It is Quality and Quantity Which Matter

Many credit the ancient Roman stoic Seneca the Younger as the first to say “it is quality rather than quantity which matters.” While it is highly doubtful he was the first to make such a statement, he was the first to say it whose words were written down and preserved. Seneca might be dismayed to learn that his “wise” sayings have been so overused that today many are cliches. They include such classics as; money doesn’t buy happiness (Suppose all the belongings of many rich men were piled upon you….What will you learn from these things? Only how to desire more), live in the now (True happiness is… to enjoy the present, without anxious dependence upon the future), use it or lose it (Difficulties strengthen the mind, as labor does the body), you make your own luck (Luck is what happens when preparation meets opportunity), and, things are much better than they seem (we suffer more from imagination than from reality), to name just a few choice examples.
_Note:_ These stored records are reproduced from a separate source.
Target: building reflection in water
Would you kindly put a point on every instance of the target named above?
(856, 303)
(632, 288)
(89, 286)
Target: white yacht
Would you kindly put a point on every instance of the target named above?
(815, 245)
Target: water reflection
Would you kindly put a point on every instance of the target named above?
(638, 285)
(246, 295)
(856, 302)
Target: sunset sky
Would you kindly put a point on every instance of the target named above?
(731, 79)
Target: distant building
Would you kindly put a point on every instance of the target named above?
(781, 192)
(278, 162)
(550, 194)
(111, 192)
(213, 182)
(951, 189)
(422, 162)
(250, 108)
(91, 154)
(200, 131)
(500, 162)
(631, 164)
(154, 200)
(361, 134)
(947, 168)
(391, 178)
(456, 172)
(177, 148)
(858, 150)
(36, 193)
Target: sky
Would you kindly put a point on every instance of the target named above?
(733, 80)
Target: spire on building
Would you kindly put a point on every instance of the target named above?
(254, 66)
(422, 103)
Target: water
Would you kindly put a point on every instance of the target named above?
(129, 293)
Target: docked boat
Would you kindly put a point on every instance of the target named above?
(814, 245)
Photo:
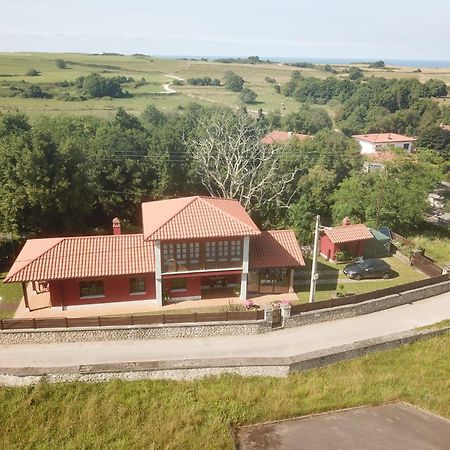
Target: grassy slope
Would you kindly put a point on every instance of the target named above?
(202, 414)
(10, 294)
(325, 291)
(154, 71)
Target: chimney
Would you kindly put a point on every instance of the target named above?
(346, 221)
(116, 227)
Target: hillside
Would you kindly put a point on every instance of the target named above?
(148, 75)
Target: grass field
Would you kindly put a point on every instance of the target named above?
(204, 414)
(14, 66)
(406, 274)
(436, 244)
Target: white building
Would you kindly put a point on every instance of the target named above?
(372, 143)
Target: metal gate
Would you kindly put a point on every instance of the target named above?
(276, 318)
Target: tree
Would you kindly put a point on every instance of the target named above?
(233, 82)
(61, 64)
(248, 96)
(395, 197)
(232, 162)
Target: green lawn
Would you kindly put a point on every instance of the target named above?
(436, 243)
(203, 414)
(404, 274)
(154, 70)
(10, 296)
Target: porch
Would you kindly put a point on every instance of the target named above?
(219, 299)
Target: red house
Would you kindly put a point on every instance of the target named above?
(346, 238)
(189, 247)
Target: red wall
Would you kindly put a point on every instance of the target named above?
(355, 248)
(327, 246)
(117, 289)
(193, 287)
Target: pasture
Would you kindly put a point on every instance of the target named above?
(149, 75)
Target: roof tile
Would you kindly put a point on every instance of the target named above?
(196, 218)
(276, 248)
(348, 233)
(82, 257)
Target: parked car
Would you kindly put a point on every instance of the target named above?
(368, 268)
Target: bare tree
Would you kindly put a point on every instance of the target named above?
(232, 162)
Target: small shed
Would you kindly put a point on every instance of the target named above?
(346, 238)
(377, 247)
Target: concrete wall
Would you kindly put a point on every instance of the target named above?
(194, 369)
(168, 331)
(342, 312)
(117, 289)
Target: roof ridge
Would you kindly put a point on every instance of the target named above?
(193, 198)
(10, 275)
(226, 212)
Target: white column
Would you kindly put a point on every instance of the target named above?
(245, 260)
(291, 281)
(158, 277)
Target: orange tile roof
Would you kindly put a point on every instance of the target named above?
(383, 138)
(195, 218)
(276, 248)
(348, 233)
(82, 257)
(282, 136)
(381, 156)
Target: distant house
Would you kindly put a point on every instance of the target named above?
(371, 143)
(189, 246)
(346, 238)
(375, 161)
(278, 137)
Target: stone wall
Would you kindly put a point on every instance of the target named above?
(358, 309)
(193, 369)
(167, 331)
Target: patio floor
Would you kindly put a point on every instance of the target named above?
(222, 300)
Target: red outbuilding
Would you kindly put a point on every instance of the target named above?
(189, 247)
(346, 238)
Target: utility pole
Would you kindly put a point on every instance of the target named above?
(314, 274)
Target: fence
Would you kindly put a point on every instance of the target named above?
(160, 319)
(352, 299)
(426, 265)
(419, 260)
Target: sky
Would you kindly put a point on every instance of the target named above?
(370, 29)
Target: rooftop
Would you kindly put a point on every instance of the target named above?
(276, 248)
(348, 233)
(283, 136)
(196, 218)
(383, 138)
(82, 257)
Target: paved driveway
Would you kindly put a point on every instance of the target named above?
(289, 342)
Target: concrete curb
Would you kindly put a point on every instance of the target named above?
(194, 369)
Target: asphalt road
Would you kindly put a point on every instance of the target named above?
(284, 343)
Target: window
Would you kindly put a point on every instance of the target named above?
(178, 284)
(194, 252)
(168, 252)
(91, 289)
(137, 285)
(235, 252)
(222, 250)
(181, 252)
(210, 251)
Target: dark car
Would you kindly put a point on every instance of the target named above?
(368, 268)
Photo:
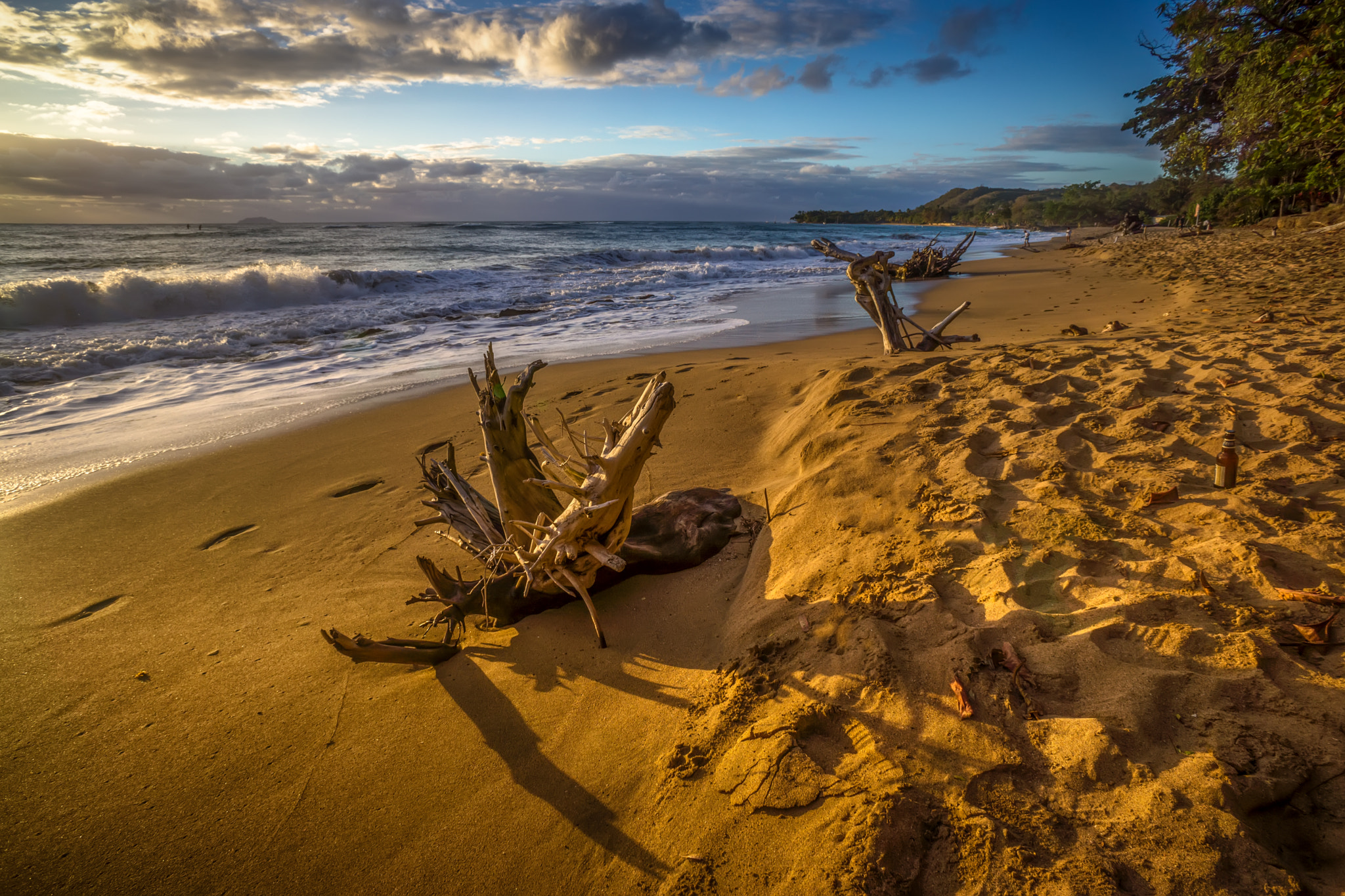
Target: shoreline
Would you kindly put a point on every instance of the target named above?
(778, 719)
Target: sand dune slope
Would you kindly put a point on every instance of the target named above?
(779, 720)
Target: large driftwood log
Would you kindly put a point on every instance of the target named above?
(536, 551)
(873, 276)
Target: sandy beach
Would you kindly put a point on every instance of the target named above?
(778, 720)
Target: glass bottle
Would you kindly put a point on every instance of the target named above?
(1225, 465)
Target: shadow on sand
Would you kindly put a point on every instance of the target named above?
(509, 735)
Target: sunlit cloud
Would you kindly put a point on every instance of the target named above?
(92, 116)
(653, 132)
(1071, 137)
(763, 179)
(228, 53)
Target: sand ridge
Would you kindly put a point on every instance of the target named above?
(779, 719)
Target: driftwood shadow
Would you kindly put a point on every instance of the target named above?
(506, 733)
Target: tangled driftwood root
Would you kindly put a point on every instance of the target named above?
(562, 524)
(873, 276)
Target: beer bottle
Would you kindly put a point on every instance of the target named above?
(1225, 465)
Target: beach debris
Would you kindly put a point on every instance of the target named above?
(1162, 498)
(965, 710)
(405, 651)
(1225, 463)
(1023, 679)
(563, 523)
(872, 277)
(1319, 633)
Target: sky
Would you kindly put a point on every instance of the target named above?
(311, 110)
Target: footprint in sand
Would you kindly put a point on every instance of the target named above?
(223, 536)
(355, 489)
(88, 612)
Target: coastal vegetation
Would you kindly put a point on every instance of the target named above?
(1251, 112)
(1087, 203)
(1250, 117)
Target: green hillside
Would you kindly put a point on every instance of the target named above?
(1078, 205)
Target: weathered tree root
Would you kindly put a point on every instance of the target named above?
(872, 277)
(536, 553)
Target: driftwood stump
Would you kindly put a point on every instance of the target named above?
(562, 526)
(873, 276)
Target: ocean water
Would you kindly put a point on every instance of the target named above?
(124, 343)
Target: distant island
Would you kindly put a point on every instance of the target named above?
(1086, 203)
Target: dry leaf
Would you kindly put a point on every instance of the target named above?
(963, 704)
(1162, 498)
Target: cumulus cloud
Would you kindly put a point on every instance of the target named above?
(91, 116)
(969, 30)
(963, 32)
(817, 75)
(73, 179)
(298, 51)
(653, 132)
(927, 72)
(1075, 137)
(758, 83)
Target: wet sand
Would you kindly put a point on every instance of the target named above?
(778, 720)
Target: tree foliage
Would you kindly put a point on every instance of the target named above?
(1255, 95)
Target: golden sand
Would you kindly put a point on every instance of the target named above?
(778, 720)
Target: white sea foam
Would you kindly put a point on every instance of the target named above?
(139, 341)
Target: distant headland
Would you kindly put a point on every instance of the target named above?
(1088, 203)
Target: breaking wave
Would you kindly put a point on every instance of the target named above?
(127, 295)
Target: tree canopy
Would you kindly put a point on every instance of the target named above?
(1255, 93)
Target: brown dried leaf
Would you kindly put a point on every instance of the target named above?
(1162, 498)
(963, 704)
(1310, 597)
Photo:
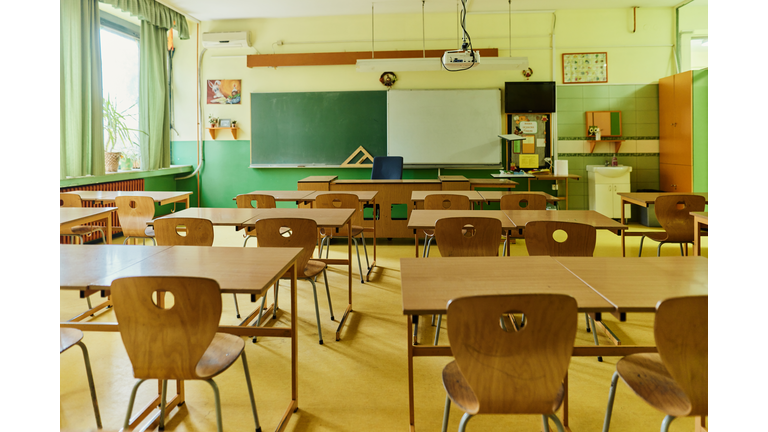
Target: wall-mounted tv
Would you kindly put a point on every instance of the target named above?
(529, 96)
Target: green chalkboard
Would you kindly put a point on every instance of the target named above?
(316, 128)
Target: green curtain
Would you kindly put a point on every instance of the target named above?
(154, 107)
(81, 128)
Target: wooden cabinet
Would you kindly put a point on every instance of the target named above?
(676, 137)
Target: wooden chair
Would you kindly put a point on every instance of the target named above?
(134, 212)
(486, 377)
(440, 201)
(674, 215)
(198, 232)
(342, 200)
(465, 237)
(674, 380)
(247, 200)
(521, 201)
(541, 239)
(79, 231)
(69, 337)
(183, 343)
(302, 233)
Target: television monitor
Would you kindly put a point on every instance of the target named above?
(529, 97)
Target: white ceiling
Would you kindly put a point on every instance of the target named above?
(206, 10)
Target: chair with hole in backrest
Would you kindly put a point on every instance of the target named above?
(183, 343)
(134, 212)
(197, 232)
(69, 337)
(302, 233)
(73, 200)
(464, 237)
(247, 201)
(674, 215)
(521, 201)
(498, 371)
(545, 238)
(674, 380)
(342, 200)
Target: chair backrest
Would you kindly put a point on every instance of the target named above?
(70, 200)
(681, 334)
(674, 215)
(560, 238)
(300, 233)
(134, 212)
(198, 232)
(387, 168)
(523, 202)
(262, 201)
(468, 236)
(513, 372)
(180, 334)
(446, 202)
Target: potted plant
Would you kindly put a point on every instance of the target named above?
(116, 131)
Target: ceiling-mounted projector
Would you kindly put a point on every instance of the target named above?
(460, 59)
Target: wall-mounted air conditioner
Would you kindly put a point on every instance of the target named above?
(227, 40)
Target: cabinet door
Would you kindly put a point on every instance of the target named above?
(675, 178)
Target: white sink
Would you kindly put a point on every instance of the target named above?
(617, 171)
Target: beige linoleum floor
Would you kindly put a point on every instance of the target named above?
(356, 384)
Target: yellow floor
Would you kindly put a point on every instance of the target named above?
(358, 383)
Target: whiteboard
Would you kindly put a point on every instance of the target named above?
(445, 127)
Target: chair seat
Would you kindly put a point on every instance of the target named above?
(68, 338)
(221, 353)
(646, 375)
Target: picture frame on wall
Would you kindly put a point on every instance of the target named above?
(581, 68)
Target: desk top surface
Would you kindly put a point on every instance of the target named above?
(429, 283)
(73, 214)
(638, 284)
(589, 217)
(426, 219)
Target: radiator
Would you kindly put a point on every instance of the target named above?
(122, 185)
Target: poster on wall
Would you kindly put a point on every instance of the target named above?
(585, 68)
(224, 92)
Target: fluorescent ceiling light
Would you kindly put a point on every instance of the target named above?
(435, 64)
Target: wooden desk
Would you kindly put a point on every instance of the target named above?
(643, 199)
(427, 219)
(325, 218)
(554, 177)
(237, 270)
(73, 216)
(427, 285)
(589, 217)
(699, 219)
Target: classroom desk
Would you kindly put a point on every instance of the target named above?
(73, 216)
(644, 199)
(427, 219)
(427, 285)
(699, 219)
(237, 270)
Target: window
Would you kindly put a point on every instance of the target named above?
(120, 75)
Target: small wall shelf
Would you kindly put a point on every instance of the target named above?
(213, 132)
(617, 143)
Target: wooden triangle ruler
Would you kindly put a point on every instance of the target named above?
(359, 163)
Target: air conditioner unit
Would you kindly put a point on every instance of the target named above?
(227, 40)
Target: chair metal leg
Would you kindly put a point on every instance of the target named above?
(317, 310)
(91, 386)
(218, 404)
(611, 397)
(446, 412)
(250, 391)
(130, 403)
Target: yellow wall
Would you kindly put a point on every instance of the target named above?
(640, 57)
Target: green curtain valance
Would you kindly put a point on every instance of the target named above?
(154, 13)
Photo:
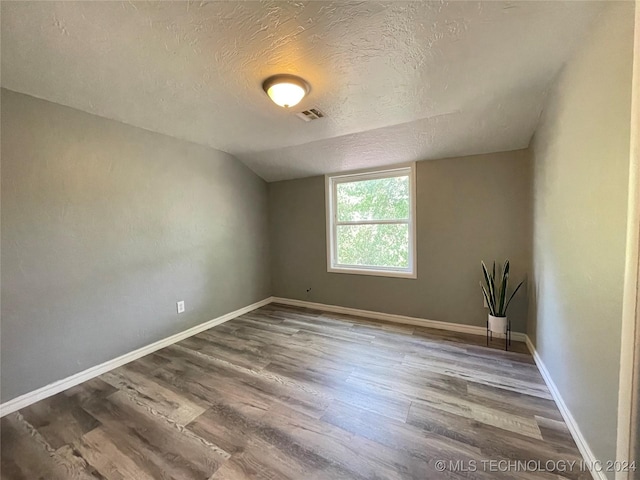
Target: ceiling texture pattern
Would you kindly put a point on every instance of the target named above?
(397, 81)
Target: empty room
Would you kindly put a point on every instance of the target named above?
(320, 240)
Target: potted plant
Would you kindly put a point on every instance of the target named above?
(495, 294)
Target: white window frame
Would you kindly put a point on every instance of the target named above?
(331, 183)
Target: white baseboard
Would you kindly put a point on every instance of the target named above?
(390, 317)
(581, 442)
(61, 385)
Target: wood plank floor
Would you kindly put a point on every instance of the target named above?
(289, 393)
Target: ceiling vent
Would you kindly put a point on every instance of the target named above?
(311, 114)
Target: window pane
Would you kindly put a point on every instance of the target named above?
(379, 199)
(373, 245)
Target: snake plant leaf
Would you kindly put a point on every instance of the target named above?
(514, 292)
(486, 298)
(489, 280)
(503, 289)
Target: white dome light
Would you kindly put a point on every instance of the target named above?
(285, 90)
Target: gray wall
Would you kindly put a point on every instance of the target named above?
(468, 209)
(104, 227)
(581, 167)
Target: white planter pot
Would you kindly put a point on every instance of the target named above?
(498, 324)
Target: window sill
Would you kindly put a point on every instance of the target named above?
(371, 272)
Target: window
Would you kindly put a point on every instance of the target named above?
(370, 222)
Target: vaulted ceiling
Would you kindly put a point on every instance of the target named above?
(397, 81)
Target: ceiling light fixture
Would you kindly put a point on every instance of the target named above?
(285, 90)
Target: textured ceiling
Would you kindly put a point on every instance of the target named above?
(397, 81)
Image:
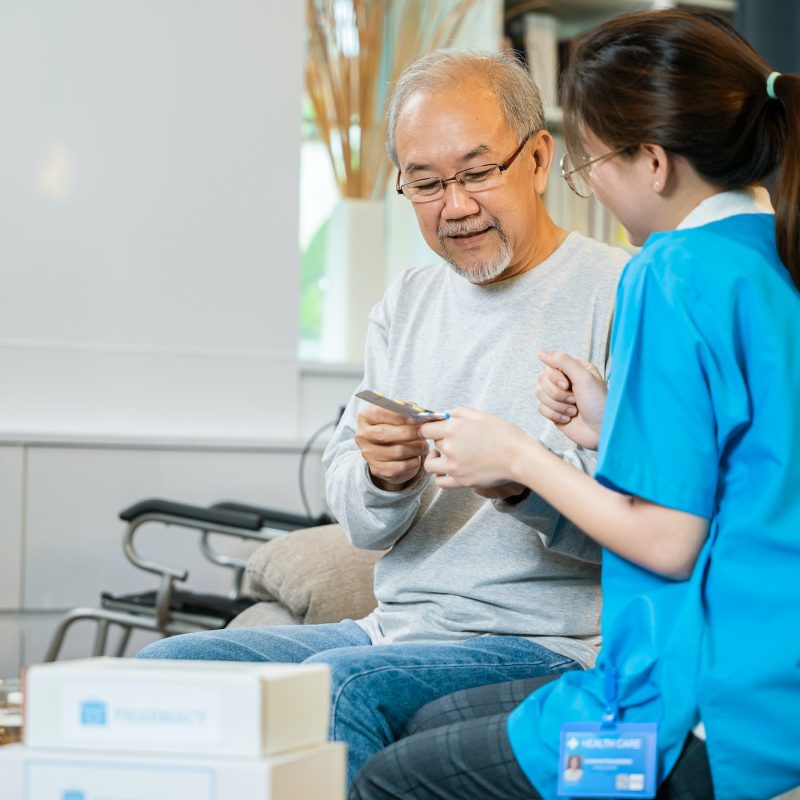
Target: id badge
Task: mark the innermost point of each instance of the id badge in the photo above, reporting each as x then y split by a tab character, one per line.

In contrast to Seneca’s assertion, for microbiology at least, both quantity and quality matter, or at least an aspect of them does, and microbiological methods are classified as being either quantitative or qualitative. Which category they fall into is based on what type of data is actually collected. In the vernacular of many scientific disciplines the word “qualitative” refers to descriptions or distinction based on some quality or characteristic in contrast to quantity which is a measured amount. In other words the type of data collected by qualitative methods are descriptions, qualities, or characteristics. In microbiology the specific characteristic being assessed is the absence or presence of a particular organism (typically a pathogen) in a given sample. Qualitative tests are usually very sensitive so they are able to detect the targeted organism(s) at very low population levels (as low as 1 cell per sample being tested). Examples of qualitative tests important in food microbiology include analyses for human pathogens such as Listeria, Salmonella, E. coli O157:H7/STEC. The results of qualitative tests can be reported in several different ways including, “Negative or “Positive”, “Detected or Not Detected”, or “Absent or Present” per the tested weight or volume. For example, Negative/25g or Positive/375g.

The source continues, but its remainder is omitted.